In my environment are predominantly people who cast the blame for the current disaster on the “housing boom promoted by Aznar,” as if Zapatero hadn’t been president for 8 years and the king, the courts, and other personalities and institutions didn’t have anything to do with it, along with the regional representatives and the provincial and local organizations.
In Spain they speak from the heart and ideological positioning. Generally I hear horrors about Esperanza Aguirre, a former president of the Community of Madrid, the former president Aznar and his wife Ana Botella, current mayor of Madrid, Rajoy and unpopular measures adopted by the Government.
The blame is extended with colorful shading to the banks, the European Union, the German Chancellor. It seems that almost nobody walks in someone else’s shoes, nor thinks it’s their own fault, as if those below were little angels forced to take on debt and now condemned to dismissal by the works and grace of those above.
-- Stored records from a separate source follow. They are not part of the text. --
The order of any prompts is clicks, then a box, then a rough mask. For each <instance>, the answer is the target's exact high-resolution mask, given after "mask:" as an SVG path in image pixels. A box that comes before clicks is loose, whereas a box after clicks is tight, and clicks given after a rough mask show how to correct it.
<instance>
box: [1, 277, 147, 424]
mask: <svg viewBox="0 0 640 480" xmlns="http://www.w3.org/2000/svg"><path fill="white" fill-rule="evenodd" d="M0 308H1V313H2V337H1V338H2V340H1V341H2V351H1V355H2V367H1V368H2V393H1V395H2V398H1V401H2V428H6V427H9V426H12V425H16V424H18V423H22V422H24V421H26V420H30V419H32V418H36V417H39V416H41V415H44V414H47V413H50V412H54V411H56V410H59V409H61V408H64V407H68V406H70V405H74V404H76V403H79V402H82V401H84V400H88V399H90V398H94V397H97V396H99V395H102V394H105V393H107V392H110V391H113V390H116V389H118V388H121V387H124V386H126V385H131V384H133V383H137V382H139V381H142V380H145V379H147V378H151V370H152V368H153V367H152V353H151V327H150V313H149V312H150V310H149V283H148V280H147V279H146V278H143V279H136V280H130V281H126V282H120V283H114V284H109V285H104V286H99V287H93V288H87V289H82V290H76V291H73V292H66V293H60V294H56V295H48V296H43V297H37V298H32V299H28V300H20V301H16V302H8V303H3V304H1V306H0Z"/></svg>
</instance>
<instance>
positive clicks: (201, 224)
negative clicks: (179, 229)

I hear these and other points of view, some very sharp, but I try not to offer an opinion to avoid contradicting them. It’s outside my circumstances although the national situation affects me … In my case, the hardest part is avoiding questions about Cuba because my hosts perceive me as a fount of data, almost like a Odysseus about to drown in the wave of totalitarian injustice, rescued from the wreck by his Spanish Penelope.
About Cuba I don’t play dumb, I say what I think and sometimes I hurt the sensibilities of those who believe in the myth of Castro as a liberating process. They compare this half century dictatorship with Franco’s and I am even asked what positive legacy he leaves the Caribbean nation. As it is almost impossible to satisfy such curiosity I’ve been tempted to reverse the question: what achievements did Spain manage under the rule of Francisco Franco?
I do not follow that endless road because, up to now — and despite the crisis and the naive — I have received a lot of love and kindness from Spain and the Spanish. I perceive Spain as a year-end ballad. Spain is tragicomic but it is neither a tango, nor is it an eschatological lament that rends the voice of flamenco singers, so peculiar in the Andalusian cities.
Apparently, the crisis has not yet hit bottom in the old Hispania. If we compare it to Cuba, this it is a paradise full of cars, clean streets without dogs, crowded markets, half-empty trains and people celebrating with family or among friends, with wines, meats, fruits and other delicacies, while making jokes and cursing politicians.